One of the challenges facing the international community is to achieve sustainable development. Sustainable development has three pillars— economic development, social development, and environmental protection.1 It entails “…balancing the economic, social, and environmental objectives of society…integrating them wherever possible through mutually supportive policies and practices and making trade-offs where (this) is not possible. This includes, in particular, taking into account the impact of present decisions on the options of future generations.”2 In September 2000, the member states of the United Nations underscored the importance of sustainable development by re-affirming the Millennium Development Goals (MDGs), a set of time-bound targets for improving human development along several important dimensions.3
Fiscal policy—the range of the government’s taxing and spending decisions—has important effects on all aspects of sustainable development: economic, social, and environmental.

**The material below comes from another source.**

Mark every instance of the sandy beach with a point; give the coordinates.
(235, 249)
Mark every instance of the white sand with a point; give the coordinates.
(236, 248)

Fiscal policy affects sustainable development through its effects on growth, the environment, and human resource development. These effects operate at both a macroeconomic level and through the myriad ways in which governments’ tax and spending decisions affect incentives to work, spend, save, and invest.
Fiscal policy is central to the work of the IMF. The IMF’s mandate is to promote international monetary cooperation, the balanced growth of international trade, foreign exchange rate stability, and orderly foreign exchange arrangements among countries. Fulfilling this mandate is the IMF’s primary contribution to sustainable development. Within this general setting, fiscal policy plays a key role in all three main aspects of the IMF’s work: IMF-supported programs, surveillance, and technical assistance. In IMF-supported programs in countries facing balance of payments crises, the IMF often finds that reestablishing the credibility of the government’s fiscal position is key to restoring sustainable growth. In its support to low-income countries, the strengthening and reorientation of tax and spending structures often has a central role. In its surveillance work, the IMF often focuses on the sustainability of the fiscal position as a key to preventing crises. Indeed, it is the prevention of crises—the burden of which often falls on the poor—that the IMF sees as one of its major contributions to sustainable development. In its technical assistance work, the IMF responds to countries’ requests for expert advice in improving their tax and spending systems.
This paper explores the relationships between fiscal policy and sustainable development and how the IMF seeks to promote sustainable development in its fiscal policy advice. The paper also discusses lessons learned thus far and how governments, the international community, and international financial institutions (IFIs) can more fully support sustainable development.